Any slip-up means dismissal from the program and the filing of charges.
"This is a huge, huge break for these individuals," said Anoka County Attorney Tony Palumbo, Johnson's successor. "We expect perfection."
The majority of those in the program were arrested for theft or buying a small amount of drugs. Typical of the kind of participant is a 40-year-old Minneapolis man who forged a $200 check for a credit application for a car loan in Fridley in February, said Dylan Warkentin, interim director of county corrections.
The percentage of people who make it through the program has surpassed the 50 percent goal projected by officials when it started, Warkentin said. Of the 160 people who have entered it, 10 percent committed a new offense. The low recidivism rate proves the right offenders are being targeted, Warkentin said.
Virginia Murphrey, now chief public defender of the Tenth Judicial District, which includes Anoka County, helped develop the program. She is concerned about the gamble that defendants take by waiving their constitutional rights and agreeing to provide a videotaped confession. A person can opt out of the program and have a trial, but an acquittal still ends up with the charges appearing in public records. Data harvesting, she said, is far easier for companies today and carries more significant damage to a person's life than even a decade ago.

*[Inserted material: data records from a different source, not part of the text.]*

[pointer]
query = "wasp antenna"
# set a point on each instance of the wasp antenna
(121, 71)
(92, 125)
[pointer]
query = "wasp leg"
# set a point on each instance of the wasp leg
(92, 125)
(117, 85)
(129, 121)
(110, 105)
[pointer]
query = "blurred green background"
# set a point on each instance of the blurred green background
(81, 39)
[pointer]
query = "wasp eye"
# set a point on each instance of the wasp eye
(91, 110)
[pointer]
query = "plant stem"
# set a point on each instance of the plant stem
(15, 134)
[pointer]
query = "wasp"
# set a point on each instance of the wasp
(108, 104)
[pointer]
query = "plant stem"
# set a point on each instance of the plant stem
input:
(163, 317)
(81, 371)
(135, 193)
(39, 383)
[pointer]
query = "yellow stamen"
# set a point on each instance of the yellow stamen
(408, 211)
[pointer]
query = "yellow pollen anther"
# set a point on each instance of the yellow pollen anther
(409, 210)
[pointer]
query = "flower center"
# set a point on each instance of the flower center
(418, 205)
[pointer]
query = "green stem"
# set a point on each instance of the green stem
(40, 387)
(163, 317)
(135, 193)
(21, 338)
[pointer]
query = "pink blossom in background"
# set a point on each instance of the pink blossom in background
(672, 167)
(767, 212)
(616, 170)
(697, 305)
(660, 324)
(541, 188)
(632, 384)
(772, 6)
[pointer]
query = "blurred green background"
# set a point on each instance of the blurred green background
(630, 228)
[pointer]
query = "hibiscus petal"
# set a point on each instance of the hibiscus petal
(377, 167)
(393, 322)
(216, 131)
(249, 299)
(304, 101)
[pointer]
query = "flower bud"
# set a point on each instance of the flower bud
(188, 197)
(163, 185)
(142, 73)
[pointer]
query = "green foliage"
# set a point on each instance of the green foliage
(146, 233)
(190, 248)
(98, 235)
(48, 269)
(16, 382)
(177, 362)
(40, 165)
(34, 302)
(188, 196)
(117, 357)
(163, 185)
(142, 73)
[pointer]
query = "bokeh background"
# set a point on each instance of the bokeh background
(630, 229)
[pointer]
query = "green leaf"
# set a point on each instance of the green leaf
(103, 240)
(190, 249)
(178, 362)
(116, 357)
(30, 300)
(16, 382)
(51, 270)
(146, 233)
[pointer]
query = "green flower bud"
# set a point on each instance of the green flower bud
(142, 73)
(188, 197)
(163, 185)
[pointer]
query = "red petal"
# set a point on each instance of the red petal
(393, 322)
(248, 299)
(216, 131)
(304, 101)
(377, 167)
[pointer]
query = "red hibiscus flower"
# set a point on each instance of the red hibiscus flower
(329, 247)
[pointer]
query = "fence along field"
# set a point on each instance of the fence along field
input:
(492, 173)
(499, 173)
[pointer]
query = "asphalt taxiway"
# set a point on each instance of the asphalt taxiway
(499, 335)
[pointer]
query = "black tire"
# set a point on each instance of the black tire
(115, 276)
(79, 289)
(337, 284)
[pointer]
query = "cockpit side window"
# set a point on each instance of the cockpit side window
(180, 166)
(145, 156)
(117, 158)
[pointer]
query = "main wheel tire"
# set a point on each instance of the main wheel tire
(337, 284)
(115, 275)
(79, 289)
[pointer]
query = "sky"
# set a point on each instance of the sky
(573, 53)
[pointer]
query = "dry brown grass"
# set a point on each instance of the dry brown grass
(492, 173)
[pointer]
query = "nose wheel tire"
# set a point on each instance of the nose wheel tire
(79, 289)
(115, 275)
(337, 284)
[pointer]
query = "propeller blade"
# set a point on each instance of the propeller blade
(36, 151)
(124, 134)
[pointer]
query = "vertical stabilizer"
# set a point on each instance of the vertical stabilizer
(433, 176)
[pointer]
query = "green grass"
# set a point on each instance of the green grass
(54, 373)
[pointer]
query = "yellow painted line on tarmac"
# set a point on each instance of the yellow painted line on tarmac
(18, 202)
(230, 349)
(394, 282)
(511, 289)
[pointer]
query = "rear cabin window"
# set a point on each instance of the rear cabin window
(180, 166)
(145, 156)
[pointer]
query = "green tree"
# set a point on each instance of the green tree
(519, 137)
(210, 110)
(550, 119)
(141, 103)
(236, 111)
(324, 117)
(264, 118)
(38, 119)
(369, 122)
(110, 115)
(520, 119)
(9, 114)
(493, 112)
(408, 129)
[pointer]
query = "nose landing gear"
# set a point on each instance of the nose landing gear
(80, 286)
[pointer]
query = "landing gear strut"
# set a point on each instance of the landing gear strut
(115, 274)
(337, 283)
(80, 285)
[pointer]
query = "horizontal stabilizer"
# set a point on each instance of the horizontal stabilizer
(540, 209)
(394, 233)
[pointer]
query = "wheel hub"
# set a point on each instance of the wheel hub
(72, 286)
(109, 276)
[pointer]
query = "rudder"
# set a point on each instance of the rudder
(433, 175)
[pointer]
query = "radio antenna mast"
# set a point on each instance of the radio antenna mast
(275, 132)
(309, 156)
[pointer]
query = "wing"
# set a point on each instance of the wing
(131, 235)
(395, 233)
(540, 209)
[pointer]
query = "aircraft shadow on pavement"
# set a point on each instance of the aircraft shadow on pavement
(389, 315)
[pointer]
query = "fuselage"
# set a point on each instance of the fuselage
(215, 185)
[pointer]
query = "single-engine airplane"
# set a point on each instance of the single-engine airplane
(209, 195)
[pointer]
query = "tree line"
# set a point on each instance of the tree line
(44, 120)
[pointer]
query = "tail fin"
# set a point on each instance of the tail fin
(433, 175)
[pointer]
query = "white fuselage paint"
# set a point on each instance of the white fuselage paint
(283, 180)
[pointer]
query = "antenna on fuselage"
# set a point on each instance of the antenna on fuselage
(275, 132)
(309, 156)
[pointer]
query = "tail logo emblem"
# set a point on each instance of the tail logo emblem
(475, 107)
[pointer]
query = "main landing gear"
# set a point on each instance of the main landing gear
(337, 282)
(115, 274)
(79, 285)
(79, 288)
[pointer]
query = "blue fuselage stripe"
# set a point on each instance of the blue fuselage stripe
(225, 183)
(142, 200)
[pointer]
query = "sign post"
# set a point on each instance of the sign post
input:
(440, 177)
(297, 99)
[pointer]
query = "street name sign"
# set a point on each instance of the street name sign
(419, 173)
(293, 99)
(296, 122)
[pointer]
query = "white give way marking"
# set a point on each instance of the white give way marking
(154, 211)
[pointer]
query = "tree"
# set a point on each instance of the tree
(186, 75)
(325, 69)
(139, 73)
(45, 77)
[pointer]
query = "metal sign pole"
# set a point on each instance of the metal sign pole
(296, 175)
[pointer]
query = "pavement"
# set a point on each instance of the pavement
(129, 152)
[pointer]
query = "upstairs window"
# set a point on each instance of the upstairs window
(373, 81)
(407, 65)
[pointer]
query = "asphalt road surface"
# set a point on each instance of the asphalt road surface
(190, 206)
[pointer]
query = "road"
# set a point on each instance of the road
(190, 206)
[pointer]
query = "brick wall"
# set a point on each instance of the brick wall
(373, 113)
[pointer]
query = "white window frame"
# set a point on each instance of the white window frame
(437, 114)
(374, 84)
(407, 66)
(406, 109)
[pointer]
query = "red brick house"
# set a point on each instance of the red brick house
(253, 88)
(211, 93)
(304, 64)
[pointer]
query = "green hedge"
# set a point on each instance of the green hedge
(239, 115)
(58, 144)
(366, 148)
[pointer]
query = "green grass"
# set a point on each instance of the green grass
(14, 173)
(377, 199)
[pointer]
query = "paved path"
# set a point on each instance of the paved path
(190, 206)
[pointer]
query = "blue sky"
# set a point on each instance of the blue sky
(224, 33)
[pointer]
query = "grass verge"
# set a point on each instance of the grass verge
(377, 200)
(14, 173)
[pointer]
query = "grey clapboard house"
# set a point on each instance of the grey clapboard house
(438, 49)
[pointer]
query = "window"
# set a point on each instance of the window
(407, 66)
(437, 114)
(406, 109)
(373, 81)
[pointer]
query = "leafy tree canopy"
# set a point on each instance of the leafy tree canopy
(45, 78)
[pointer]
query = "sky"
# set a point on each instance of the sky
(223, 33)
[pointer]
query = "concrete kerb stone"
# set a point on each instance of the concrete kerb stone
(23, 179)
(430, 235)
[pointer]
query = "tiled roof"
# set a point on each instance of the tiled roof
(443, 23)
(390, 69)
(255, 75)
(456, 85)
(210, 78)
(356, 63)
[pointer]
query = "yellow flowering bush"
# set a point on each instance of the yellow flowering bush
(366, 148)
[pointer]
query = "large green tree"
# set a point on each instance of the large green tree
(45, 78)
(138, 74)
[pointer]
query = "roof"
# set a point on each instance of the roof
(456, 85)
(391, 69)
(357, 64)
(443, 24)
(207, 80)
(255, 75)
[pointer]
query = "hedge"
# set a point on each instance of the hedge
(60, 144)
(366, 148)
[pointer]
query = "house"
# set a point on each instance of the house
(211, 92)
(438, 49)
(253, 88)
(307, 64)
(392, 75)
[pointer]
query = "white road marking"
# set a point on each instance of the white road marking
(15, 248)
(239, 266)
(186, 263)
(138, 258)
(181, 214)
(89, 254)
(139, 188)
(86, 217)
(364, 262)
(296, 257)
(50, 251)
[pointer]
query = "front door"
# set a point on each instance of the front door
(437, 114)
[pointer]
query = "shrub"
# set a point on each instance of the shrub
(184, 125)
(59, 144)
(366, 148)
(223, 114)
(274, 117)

Although Hennepin and Ramsey counties offer many diversion programs and alternative courts, neither has a pre-charge operation for adults. Ramsey County Attorney John Choi said he is impressed with Anoka County's because prosecutions can sometimes be too focused on penalties and not on offender outcomes. It's important to have some sort of intervention to keep them from landing back in the criminal justice system, he said.
"I think if the focus is on first-time, low-level offenders, it could be more good than harm," Choi said. "Pre-charge diversion is something all of us should be open to thinking about because of the many collateral consequences that come with a conviction."
Milwaukee County District Attorney John Chisholm visited Anoka County to observe the program. His county has a diversion program, but it isn't nearly as comprehensive, and he is considering adopting more of the Anoka County concept.
"The Anoka County model is looked at around the country as a smarter approach to scarce public safety resources," Chisholm said. "You have two categories of criminals: those who habitually irritate us with nonviolent crimes and those who scare us. We want to focus on those who scare us and incapacitate them for a long time. Then you see a reduction in violent crime."